Nick Brooks, secrétaire général de Allrail

Nick Brooks, secrétaire général de Allrail

Mis à jour le 25 mars 2021

Les opérateurs ferroviaires européens réunis au sein de l’association Allrail réagissent à la demande d’un soutien public formulée par la SNCF pour sa filiale Eurostar en très mauvaise posture avec la chute du trafic liée à la pandémie. Le secrétaire général de Allrail, Nick Brooks, explique à VRT la position de son association qui réclame notamment la possibilité d’accéder aux rames TGV d’occasion de la SNCF si Eurostar obtient une aide publique.

Ville, Rail & Transports. Pourquoi vous mobilisez-vous contre l’aide demandée par la SNCF pour sa filiale Eurostar ?

Nick Brooks. Nous ne nous mobilisons pas uniquement contre une aide qui serait apportée à Eurostar. Nous avons déjà eu exactement la même attitude à propos de l’aide d’Etat Covid-19 proposée à l’opérateur ferroviaire historique allemand Deutsche Bahn. En tant qu’association européenne, nous surveillons toute l’Europe.

Notre point de vue, c’est que si un opérateur monopolistique tel que Eurostar reçoit une aide d’Etat sans aucune condition, il est probable que l’argent sera acquis et que tout redeviendra comme avant. Autrement dit, Eurostar restera le seul opérateur à circuler à travers le Tunnel sous la Manche pour les 20 à 30 prochaines années, avec les prix les plus chers d’Europe.

Le transfert modal en faveur du transport ferroviaire de voyageurs entre le Royaume-Uni et le reste de l’Europe ne se produira tout simplement pas.
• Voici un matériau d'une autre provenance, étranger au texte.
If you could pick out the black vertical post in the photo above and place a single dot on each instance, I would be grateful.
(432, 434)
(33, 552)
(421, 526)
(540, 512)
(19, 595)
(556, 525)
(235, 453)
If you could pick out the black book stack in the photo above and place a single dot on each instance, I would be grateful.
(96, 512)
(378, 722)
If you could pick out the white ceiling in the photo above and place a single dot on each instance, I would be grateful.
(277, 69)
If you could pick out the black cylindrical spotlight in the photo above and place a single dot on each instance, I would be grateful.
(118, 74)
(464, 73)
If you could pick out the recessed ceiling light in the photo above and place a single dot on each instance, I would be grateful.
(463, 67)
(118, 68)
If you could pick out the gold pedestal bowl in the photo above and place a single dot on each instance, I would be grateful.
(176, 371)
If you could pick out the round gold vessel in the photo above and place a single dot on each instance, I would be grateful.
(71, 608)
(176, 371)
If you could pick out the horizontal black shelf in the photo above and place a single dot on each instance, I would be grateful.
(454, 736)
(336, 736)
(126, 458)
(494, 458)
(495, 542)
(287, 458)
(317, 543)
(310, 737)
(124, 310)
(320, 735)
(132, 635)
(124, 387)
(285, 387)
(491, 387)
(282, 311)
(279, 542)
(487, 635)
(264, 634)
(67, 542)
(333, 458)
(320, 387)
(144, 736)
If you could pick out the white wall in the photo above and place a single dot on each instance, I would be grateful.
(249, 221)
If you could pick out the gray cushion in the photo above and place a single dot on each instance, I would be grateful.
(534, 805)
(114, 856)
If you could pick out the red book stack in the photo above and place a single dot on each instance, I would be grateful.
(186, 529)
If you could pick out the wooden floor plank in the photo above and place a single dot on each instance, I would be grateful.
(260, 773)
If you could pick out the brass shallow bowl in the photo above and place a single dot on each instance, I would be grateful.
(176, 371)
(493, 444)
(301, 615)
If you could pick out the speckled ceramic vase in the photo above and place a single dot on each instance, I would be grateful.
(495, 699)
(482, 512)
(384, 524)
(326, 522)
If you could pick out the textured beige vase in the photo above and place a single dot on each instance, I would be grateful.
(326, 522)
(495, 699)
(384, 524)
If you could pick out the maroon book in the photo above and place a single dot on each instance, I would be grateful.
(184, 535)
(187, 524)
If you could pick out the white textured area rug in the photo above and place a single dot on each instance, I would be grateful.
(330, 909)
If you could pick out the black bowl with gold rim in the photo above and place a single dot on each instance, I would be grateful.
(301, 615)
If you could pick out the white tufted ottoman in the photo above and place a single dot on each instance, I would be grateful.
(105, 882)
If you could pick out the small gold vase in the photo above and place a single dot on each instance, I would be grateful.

Les aides ne devraient pas être utilisées pour protéger un tel modèle et lui permettre de se maintenir à long terme.

C’est pourquoi la Commission européenne souhaite qu’il soit possible de faire des recours lorsqu’on aide des entreprises dominantes à surmonter la crise sanitaire. Il faut en effet garantir que l’ouverture du marché n’est pas menacée. Ni tuée.

Nous sommes convaincus que c’est l’ouverture du marché qui permettra le report modal en faveur du rail sur longue distance et qui aidera à atteindre les objectifs environnementaux du Green Deal.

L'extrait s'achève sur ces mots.